Theresa May, la première ministre britannique, à Belfast, en Irlande du Nord, le 5 février. / CLODAGH KILCOYNE / REUTERS

A un mois et demi de la date supposée du Brexit, Theresa May va tenter, encore une fois, de trouver un nouvel accord avec Bruxelles sur la question brûlante de la frontière irlandaise. Une tâche ardue, pour ne pas dire déjà condamnée à l’échec, car les Européens ne cessent de répéter que l’accord de retrait entériné à la fin de novembre – mais que le Parlement britannique a rejeté le 15 janvier – n’était pas ouvert à la renégociation.

La première ministre britannique doit successivement rencontrer jeudi 7 février le président de la Commission européenne, Jean-Claude Juncker ; le président du Parlement européen, Antonio Tajani ; ainsi que son référent Brexit, Guy Verhofstadt ; et enfin le président du Conseil européen, Donald Tusk. Ce dernier a provoqué une vive polémique au Royaume-Uni mercredi, en s’interrogeant sur « la place spéciale en enfer » qui attendrait « ceux qui ont fait la promotion du Brexit sans même l’ébauche d’un plan pour le réaliser en toute sécurité ».

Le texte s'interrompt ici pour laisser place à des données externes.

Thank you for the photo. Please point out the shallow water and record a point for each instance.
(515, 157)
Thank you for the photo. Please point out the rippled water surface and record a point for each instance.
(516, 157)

Le « backstop » rejeté par le Royaume-Uni

Dans ce climat tendu, Mme May va reconnaître qu’il ne sera « pas facile » d’obtenir des changements et que l’accord de retrait a été « négocié de bonne foi » avec Bruxelles, a expliqué son porte-parole. Mais « le Parlement [britannique] a voté à une majorité significative (…), envoyant un message sans équivoque que le changement est nécessaire », doit argumenter la première ministre, selon des éléments fournis à l’avance par Downing Street. Aussi, « l’objectif du Royaume-Uni est de trouver le moyen de garantir que nous ne pouvons pas être, et ne serons pas, piégés dans le filet de sécurité ».

Ce « filet de sécurité », ou backstop en anglais, a été introduit dans l’accord de retrait comme solution de dernier recours, destinée à éviter le retour d’une frontière physique sur l’île d’Irlande.

Ce dispositif transforme l’Irlande du Nord en « territoire douanier unique », dans lequel la libre circulation des marchandises permise par l’Union européenne restera en vigueur. Il évite toute taxe douanière ou quota entre le Royaume-Uni et l’Union européenne (UE, pour les biens industriels et agricoles seulement), mais n’oblige pas Londres à suivre l’évolution des normes réglementaires décidée par Bruxelles.

Mais le backstop est rejeté en bloc par Londres et Theresa May voudrait le remplacer par des mécanismes alternatifs, comme son Parlement lui a donné mandat le 29 janvier.

Vers un « no deal » ?

Selon Downing Street, trois options sont envisagées pour le backstop : une limite dans le temps, une sortie unilatérale du dispositif décidée par le Royaume-Uni, ou un plan proposé par des députés basé notamment sur l’utilisation de technologies pour des contrôles douaniers dématérialisés.

Bruxelles a déjà écarté les deux premières options par le passé et doute de la faisabilité de la troisième. Pour l’Union européenne, il s’agit non seulement de ne pas fragiliser les accords de paix de 1998, qui ont mis fin aux troubles en Irlande du Nord, mais aussi de préserver le principe de base qu’est le marché unique.

L’absence d’alternative claire au backstop menace de plus en plus de précipiter le Royaume-Uni vers une sortie sans accord (ou « no deal ») le 29 mars. Si Theresa May ne parvient pas à obtenir des concessions jeudi, elle reviendra à Londres au point de départ, avec plusieurs scénarios : un Brexit sans accord, un nouveau référendum, des élections anticipées ou pas de Brexit du tout.